Volume mostly. You can handwave all kinds of stuff when you numbers get big enough. Nameless bots and scammers look just as good on the big boys bottom line and their impact on "actual" customers is assuaged by posts saying they banned x many accounts. They can get by with ignoring it all doing a pr post and maybe sucking up some obvious candidates via some automated tooling. Paying actual people- nah. It's counter productive to the line go up on a quarterly report. I had plenty of GM tickets on wow just get closed. I and most of guild ended up quitting because the game got aids, but none of them ever quit after Blizz "the small indy company" completely botched or ignored their ticket/report.
Now i expect that the m&m population will be actually be small enough at the start that customer service can't be just a line item. It's telling that they've been talking up their CS dashboards and tools for a bit now. That's going to have an outsized influence early on. Especially if they mean to enforce their ingame camp rules etc.

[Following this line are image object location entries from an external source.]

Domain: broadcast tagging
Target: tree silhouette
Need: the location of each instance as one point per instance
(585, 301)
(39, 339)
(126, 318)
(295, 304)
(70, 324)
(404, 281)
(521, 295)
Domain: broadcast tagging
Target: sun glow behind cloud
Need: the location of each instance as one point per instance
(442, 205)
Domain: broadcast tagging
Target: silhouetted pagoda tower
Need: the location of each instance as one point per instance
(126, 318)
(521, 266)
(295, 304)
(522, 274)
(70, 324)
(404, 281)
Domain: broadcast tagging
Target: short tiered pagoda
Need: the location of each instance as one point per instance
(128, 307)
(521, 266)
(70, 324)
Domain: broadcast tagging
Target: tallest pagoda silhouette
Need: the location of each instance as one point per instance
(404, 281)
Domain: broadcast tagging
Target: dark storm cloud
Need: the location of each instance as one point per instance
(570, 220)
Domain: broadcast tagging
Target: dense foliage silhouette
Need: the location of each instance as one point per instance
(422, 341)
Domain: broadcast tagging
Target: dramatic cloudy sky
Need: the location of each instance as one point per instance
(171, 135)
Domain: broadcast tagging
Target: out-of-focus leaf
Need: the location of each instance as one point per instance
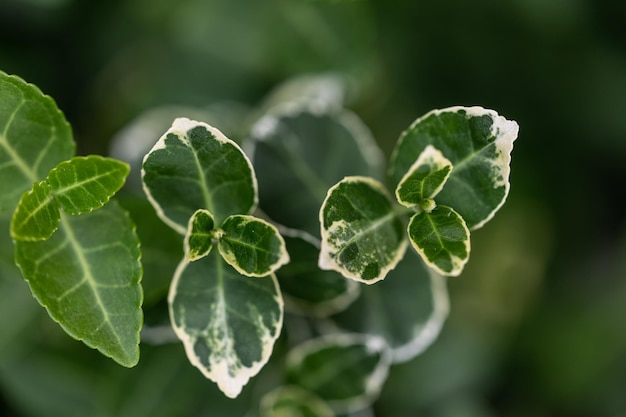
(34, 137)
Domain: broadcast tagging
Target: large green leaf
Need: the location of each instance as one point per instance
(425, 178)
(408, 309)
(345, 370)
(293, 401)
(309, 289)
(362, 236)
(87, 277)
(252, 246)
(227, 322)
(34, 137)
(478, 142)
(302, 151)
(194, 166)
(36, 216)
(442, 239)
(84, 184)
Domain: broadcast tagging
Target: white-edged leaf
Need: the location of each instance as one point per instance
(407, 310)
(442, 239)
(227, 322)
(87, 276)
(200, 234)
(83, 184)
(362, 236)
(478, 142)
(34, 137)
(425, 178)
(36, 216)
(194, 166)
(252, 246)
(345, 370)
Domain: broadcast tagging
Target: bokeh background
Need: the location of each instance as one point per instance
(538, 321)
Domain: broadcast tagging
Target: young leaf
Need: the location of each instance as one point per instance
(200, 234)
(83, 184)
(442, 239)
(478, 142)
(87, 277)
(293, 401)
(362, 237)
(194, 166)
(345, 370)
(424, 179)
(228, 323)
(36, 216)
(407, 310)
(252, 246)
(302, 151)
(34, 137)
(307, 288)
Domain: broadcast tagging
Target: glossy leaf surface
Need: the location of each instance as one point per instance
(252, 246)
(302, 151)
(200, 234)
(84, 184)
(424, 179)
(362, 237)
(34, 137)
(442, 239)
(194, 166)
(87, 277)
(36, 216)
(478, 142)
(345, 370)
(227, 322)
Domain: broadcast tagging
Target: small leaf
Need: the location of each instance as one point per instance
(34, 137)
(345, 370)
(87, 277)
(252, 246)
(293, 401)
(442, 239)
(424, 179)
(83, 184)
(228, 323)
(407, 310)
(302, 151)
(309, 289)
(194, 166)
(362, 237)
(478, 142)
(37, 215)
(200, 234)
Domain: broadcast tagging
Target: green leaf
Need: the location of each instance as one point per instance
(307, 288)
(36, 216)
(87, 277)
(345, 370)
(293, 401)
(478, 142)
(424, 179)
(227, 322)
(407, 310)
(200, 235)
(194, 166)
(252, 246)
(34, 137)
(83, 184)
(362, 237)
(302, 151)
(442, 239)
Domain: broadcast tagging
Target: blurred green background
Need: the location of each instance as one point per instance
(538, 322)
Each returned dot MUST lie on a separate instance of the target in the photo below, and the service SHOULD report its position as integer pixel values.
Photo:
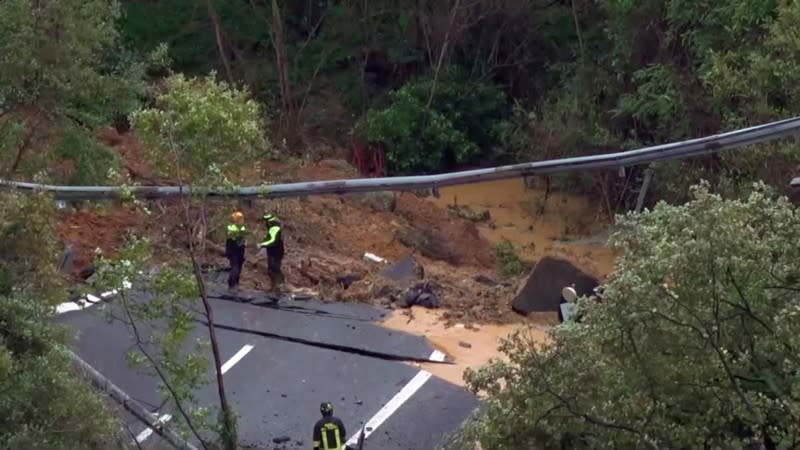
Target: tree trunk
(288, 119)
(229, 434)
(443, 51)
(212, 13)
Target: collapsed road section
(281, 361)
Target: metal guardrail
(672, 151)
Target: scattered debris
(483, 279)
(374, 257)
(420, 294)
(376, 201)
(406, 268)
(541, 290)
(345, 281)
(465, 212)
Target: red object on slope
(369, 160)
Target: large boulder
(406, 269)
(541, 290)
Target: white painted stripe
(397, 401)
(236, 358)
(141, 437)
(84, 302)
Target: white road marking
(397, 401)
(141, 437)
(236, 358)
(84, 302)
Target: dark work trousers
(235, 253)
(274, 259)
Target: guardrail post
(648, 175)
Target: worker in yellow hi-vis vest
(329, 432)
(274, 247)
(234, 248)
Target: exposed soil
(327, 236)
(465, 345)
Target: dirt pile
(327, 236)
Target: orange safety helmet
(237, 217)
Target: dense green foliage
(62, 75)
(693, 344)
(431, 125)
(43, 401)
(199, 127)
(583, 76)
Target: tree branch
(212, 13)
(157, 368)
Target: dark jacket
(329, 434)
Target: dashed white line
(141, 437)
(147, 432)
(236, 358)
(397, 401)
(84, 302)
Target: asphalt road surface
(281, 361)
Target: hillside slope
(327, 236)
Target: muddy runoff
(566, 226)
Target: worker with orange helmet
(234, 248)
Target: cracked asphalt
(282, 360)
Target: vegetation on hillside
(693, 343)
(43, 401)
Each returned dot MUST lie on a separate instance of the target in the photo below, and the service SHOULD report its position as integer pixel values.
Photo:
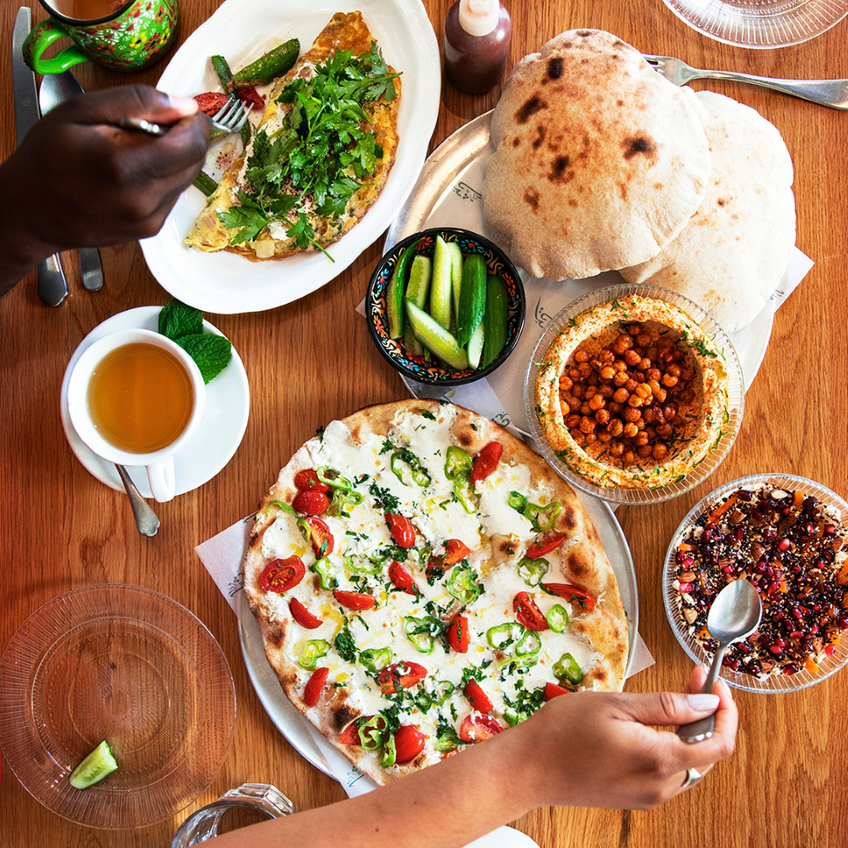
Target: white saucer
(221, 431)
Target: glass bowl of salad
(445, 306)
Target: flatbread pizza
(423, 580)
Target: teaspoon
(735, 614)
(145, 518)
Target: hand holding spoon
(145, 518)
(735, 614)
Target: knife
(52, 284)
(55, 89)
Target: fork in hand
(832, 93)
(230, 118)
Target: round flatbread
(413, 579)
(598, 160)
(732, 254)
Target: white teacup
(159, 463)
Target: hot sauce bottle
(477, 36)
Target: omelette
(319, 156)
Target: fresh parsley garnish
(320, 156)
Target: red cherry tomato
(302, 615)
(401, 578)
(544, 546)
(403, 674)
(528, 613)
(476, 728)
(315, 686)
(401, 529)
(486, 461)
(477, 697)
(455, 551)
(409, 743)
(310, 502)
(553, 691)
(307, 481)
(572, 594)
(458, 636)
(320, 536)
(282, 574)
(354, 600)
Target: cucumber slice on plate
(435, 337)
(97, 765)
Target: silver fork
(230, 118)
(832, 93)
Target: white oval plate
(242, 30)
(221, 430)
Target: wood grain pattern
(62, 529)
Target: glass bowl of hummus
(788, 536)
(634, 394)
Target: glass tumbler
(249, 804)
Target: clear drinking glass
(250, 804)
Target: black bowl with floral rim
(418, 367)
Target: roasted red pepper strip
(302, 615)
(486, 461)
(528, 613)
(403, 674)
(280, 575)
(572, 594)
(315, 686)
(544, 546)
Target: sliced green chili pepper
(566, 668)
(322, 569)
(422, 632)
(362, 565)
(502, 635)
(542, 517)
(457, 463)
(312, 652)
(419, 474)
(282, 506)
(446, 741)
(389, 753)
(465, 494)
(375, 659)
(343, 502)
(462, 585)
(557, 617)
(331, 477)
(373, 733)
(531, 571)
(516, 500)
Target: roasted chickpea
(587, 425)
(615, 427)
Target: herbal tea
(86, 10)
(140, 398)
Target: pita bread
(596, 634)
(731, 256)
(598, 160)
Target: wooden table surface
(312, 360)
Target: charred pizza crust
(579, 560)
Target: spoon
(145, 518)
(55, 89)
(735, 614)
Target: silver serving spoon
(55, 89)
(145, 518)
(735, 614)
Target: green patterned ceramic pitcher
(134, 36)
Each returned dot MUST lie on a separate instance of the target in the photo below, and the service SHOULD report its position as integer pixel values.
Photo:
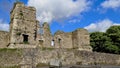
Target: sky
(68, 15)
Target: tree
(101, 42)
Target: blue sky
(68, 15)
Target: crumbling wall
(63, 40)
(4, 39)
(23, 25)
(81, 40)
(47, 37)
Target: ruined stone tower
(46, 35)
(23, 26)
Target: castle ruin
(25, 33)
(24, 44)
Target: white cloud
(111, 4)
(4, 26)
(100, 26)
(59, 10)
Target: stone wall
(81, 40)
(62, 40)
(4, 39)
(23, 26)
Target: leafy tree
(101, 42)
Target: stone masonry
(25, 32)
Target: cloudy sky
(68, 15)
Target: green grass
(10, 67)
(41, 65)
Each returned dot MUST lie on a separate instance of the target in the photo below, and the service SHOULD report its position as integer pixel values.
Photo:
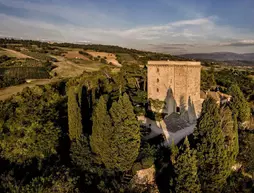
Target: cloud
(241, 43)
(91, 24)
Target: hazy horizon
(175, 27)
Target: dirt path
(16, 54)
(67, 69)
(9, 91)
(64, 69)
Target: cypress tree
(213, 166)
(101, 132)
(74, 115)
(125, 141)
(186, 171)
(239, 104)
(230, 132)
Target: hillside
(221, 56)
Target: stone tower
(177, 83)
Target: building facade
(177, 83)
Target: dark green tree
(74, 114)
(125, 142)
(239, 104)
(213, 164)
(30, 127)
(230, 131)
(101, 132)
(81, 155)
(186, 170)
(207, 80)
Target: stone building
(177, 83)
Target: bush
(136, 167)
(147, 162)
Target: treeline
(84, 136)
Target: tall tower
(177, 83)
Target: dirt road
(9, 91)
(64, 69)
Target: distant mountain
(220, 56)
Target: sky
(171, 26)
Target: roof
(217, 96)
(181, 63)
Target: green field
(25, 72)
(126, 58)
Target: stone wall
(178, 84)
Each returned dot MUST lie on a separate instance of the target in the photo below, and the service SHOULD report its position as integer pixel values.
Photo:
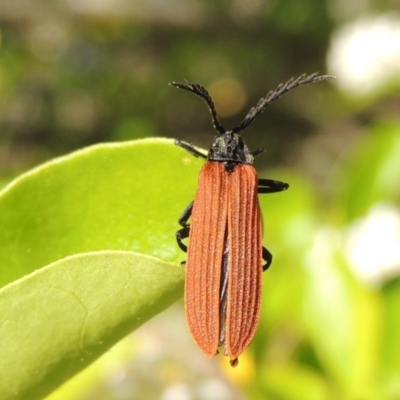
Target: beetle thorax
(229, 149)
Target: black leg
(182, 234)
(271, 186)
(258, 151)
(188, 147)
(267, 256)
(187, 212)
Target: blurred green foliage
(78, 73)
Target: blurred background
(75, 73)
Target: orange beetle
(225, 254)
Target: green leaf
(372, 171)
(343, 319)
(117, 196)
(62, 317)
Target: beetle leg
(190, 148)
(187, 212)
(258, 151)
(271, 186)
(267, 256)
(182, 234)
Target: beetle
(225, 253)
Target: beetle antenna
(263, 103)
(202, 92)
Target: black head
(228, 146)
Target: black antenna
(202, 92)
(263, 103)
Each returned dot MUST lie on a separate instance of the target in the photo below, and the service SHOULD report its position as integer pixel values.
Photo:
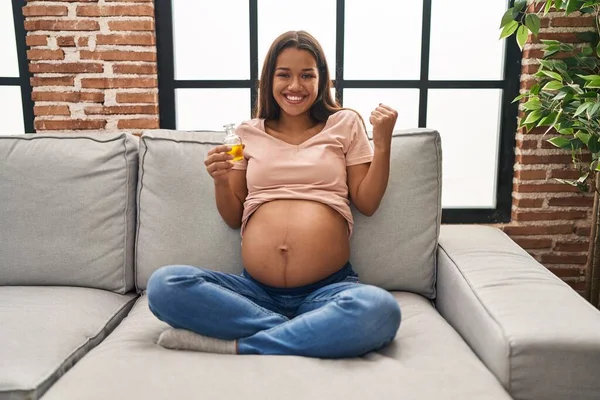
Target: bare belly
(291, 243)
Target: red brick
(36, 40)
(528, 203)
(65, 41)
(71, 97)
(131, 25)
(532, 230)
(584, 231)
(143, 69)
(54, 81)
(137, 98)
(37, 54)
(115, 55)
(51, 110)
(564, 174)
(544, 188)
(563, 259)
(567, 272)
(67, 124)
(111, 83)
(45, 11)
(62, 25)
(571, 201)
(533, 243)
(138, 124)
(74, 68)
(116, 11)
(121, 110)
(548, 216)
(572, 246)
(133, 40)
(528, 175)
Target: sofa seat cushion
(428, 360)
(45, 330)
(67, 210)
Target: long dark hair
(266, 106)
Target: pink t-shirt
(313, 170)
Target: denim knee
(379, 311)
(158, 288)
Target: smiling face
(296, 81)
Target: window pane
(405, 101)
(210, 109)
(9, 67)
(317, 17)
(470, 140)
(211, 39)
(383, 39)
(11, 111)
(466, 51)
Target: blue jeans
(335, 317)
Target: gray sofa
(86, 219)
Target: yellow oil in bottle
(237, 151)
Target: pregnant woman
(305, 159)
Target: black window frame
(23, 80)
(509, 86)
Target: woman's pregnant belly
(291, 243)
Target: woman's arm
(230, 195)
(367, 182)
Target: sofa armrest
(537, 335)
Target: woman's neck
(300, 123)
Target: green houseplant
(566, 101)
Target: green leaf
(589, 77)
(593, 144)
(522, 34)
(548, 120)
(591, 111)
(581, 109)
(509, 29)
(584, 137)
(520, 5)
(560, 141)
(533, 104)
(519, 97)
(532, 21)
(554, 75)
(533, 117)
(508, 16)
(553, 85)
(595, 84)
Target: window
(457, 78)
(16, 107)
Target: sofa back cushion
(178, 222)
(67, 210)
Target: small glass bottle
(234, 141)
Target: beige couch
(85, 220)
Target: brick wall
(552, 221)
(93, 64)
(94, 67)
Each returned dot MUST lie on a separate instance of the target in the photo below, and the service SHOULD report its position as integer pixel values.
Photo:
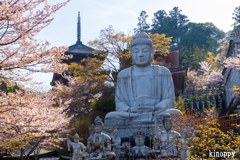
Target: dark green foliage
(216, 35)
(198, 35)
(194, 39)
(104, 104)
(236, 25)
(172, 25)
(192, 56)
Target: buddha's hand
(147, 108)
(134, 109)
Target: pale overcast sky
(122, 15)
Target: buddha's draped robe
(152, 87)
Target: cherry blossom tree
(29, 119)
(26, 117)
(81, 93)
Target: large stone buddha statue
(144, 89)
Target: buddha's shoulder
(107, 137)
(161, 70)
(124, 73)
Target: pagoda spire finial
(79, 29)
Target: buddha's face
(139, 140)
(167, 124)
(142, 55)
(98, 128)
(76, 140)
(115, 133)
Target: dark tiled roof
(79, 48)
(178, 69)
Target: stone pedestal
(126, 130)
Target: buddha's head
(98, 125)
(76, 140)
(139, 137)
(139, 140)
(185, 133)
(167, 122)
(115, 133)
(142, 50)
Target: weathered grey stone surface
(77, 147)
(99, 143)
(143, 90)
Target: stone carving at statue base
(77, 146)
(99, 144)
(139, 151)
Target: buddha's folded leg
(120, 116)
(170, 111)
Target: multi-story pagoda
(79, 52)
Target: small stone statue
(99, 144)
(139, 151)
(77, 146)
(116, 140)
(185, 142)
(168, 139)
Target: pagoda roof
(180, 68)
(79, 48)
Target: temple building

Not that I particularly expect it to happen, but on the off chance it is a huge success- scaling that is going to be rough.
The idea that billion-dollar studios with legal departments, proprietary anti-cheat tech, full-time security engineers, and direct relationships with platform holders are just sitting there twirling their mustaches choosing not to ban bots is peak Reddit brain. They don't "choose not to." They fight it constantly and still lose ground because it's an arms race and botters constantly adapt. They spoof hardware IDs, virtualize, rotate IPs, human-assist, test enforcement patterns, etc. They operate like businesses because they quite literally
are businesses. Most of these operations are located in India, Russia, China, etc. where they make more money bot farming than they do wanting to jump out of a window by working at a Foxconn plant.
If Amazon, Blizzard, Jagex, Pearl Abyss, etc. - companies with
actual infrastructure and dedicated anti-fraud teams struggle to contain it, what exactly is the plan for a small indie MMO team asking for funding to hire their first full-time staff?
"Trust us bro, we'll handle it, police it, and enforce it 24/7." With what? Two Discord mods?
You can believe big studios sometimes tolerate gray-market behavior for monetization reasons. That's a fair conversation. But pretending they could fully eradicate botting at scale and just choose not to is naive. It ignores the technical reality of how sophisticated modern RMT operations are. If your argument is that a small team will somehow out-police multinational studios because they "care more"... well I guess that's par for the course in the blind faith optimism (delusion) so many seem to share here.
And when the first mage army is camping every high-value spawn 24/7, I'm sure we'll hear how it's actually part of the "old school experience."